Regional anaesthesia can be administered only after prior evaluation of coagulation system as coagulation factor deficiencies can occur independently of thrombocytopenia in these patients.7, 8
Patients with neurological involvement might have bulbar paresis which can lead to micro aspirations and respiratory tract infections. Thorough pulmonary evaluation should be done in the preoperative period with adequate patient preparation with antibiotics and bronchodilators before induction of anaesthesia.

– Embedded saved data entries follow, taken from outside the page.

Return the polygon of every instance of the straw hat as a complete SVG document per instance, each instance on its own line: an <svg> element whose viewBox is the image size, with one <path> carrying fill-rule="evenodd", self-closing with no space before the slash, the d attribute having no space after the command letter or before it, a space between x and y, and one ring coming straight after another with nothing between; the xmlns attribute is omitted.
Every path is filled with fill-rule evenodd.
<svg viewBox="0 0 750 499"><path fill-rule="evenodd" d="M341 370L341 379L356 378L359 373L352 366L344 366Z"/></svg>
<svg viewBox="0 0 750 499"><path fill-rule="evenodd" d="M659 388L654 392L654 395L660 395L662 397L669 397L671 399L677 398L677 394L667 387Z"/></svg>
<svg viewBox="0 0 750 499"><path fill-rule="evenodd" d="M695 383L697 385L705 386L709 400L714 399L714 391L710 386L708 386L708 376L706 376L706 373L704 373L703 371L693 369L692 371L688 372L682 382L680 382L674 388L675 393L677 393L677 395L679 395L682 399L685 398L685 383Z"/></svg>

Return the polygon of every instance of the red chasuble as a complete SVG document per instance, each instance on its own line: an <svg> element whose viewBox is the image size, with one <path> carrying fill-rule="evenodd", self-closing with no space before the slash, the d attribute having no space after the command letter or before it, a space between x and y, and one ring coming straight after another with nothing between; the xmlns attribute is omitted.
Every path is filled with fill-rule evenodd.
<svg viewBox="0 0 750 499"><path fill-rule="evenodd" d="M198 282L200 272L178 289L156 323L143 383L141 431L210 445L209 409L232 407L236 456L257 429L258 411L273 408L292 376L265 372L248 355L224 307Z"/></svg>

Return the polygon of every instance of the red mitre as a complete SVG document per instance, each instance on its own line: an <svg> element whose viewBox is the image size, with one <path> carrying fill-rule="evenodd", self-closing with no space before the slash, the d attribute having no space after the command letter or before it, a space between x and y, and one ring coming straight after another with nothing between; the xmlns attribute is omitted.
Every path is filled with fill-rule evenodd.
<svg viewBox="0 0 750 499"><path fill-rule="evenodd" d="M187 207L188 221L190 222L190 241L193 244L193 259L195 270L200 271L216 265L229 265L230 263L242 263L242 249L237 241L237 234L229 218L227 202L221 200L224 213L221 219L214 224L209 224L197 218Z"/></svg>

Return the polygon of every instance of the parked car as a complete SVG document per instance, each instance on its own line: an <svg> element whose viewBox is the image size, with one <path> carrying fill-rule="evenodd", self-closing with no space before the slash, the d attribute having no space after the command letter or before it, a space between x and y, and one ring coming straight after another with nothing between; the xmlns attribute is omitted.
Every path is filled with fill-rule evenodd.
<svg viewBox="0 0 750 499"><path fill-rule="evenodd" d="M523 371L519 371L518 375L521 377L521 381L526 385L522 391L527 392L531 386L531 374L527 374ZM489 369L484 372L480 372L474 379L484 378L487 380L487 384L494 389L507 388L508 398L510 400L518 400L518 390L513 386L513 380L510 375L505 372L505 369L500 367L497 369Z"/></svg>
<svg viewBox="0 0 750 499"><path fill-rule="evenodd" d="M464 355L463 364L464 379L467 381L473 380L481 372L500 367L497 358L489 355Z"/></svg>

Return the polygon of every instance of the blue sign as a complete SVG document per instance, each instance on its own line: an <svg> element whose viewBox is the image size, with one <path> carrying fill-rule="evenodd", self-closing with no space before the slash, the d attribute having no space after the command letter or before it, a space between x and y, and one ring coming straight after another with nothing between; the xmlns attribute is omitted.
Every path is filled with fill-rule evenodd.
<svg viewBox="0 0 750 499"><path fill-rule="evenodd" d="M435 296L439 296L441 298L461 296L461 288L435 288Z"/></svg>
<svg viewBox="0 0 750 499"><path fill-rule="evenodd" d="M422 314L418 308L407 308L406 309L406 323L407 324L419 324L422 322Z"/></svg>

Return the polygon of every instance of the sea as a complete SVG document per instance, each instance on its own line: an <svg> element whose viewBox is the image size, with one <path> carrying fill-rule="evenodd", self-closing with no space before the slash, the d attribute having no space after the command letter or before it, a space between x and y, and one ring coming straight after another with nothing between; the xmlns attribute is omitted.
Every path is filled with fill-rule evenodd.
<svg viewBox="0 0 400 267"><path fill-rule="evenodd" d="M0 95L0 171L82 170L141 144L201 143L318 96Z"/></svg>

Careful attention should be exerted during positioning and patient transfer due to multiple skeletal abnormalities that occur in these patients.7, 8
All the above factors affect mode of delivery as well as the conduct of anaesthesia and hence Gaucher’s disease continues to remain an anaesthetic challenge.
Conclusion
Multi-organ nature of involvement, coexisting systemic illnesses and haematological abnormalities in Gaucher’s disease play a key role in deciding upon the type as well as conduct of anaesthesia. A multidisciplinary approach between the paediatrician, haematologist, surgeon, anaesthesiologist and intensivist is crucial in the successful management of these patients.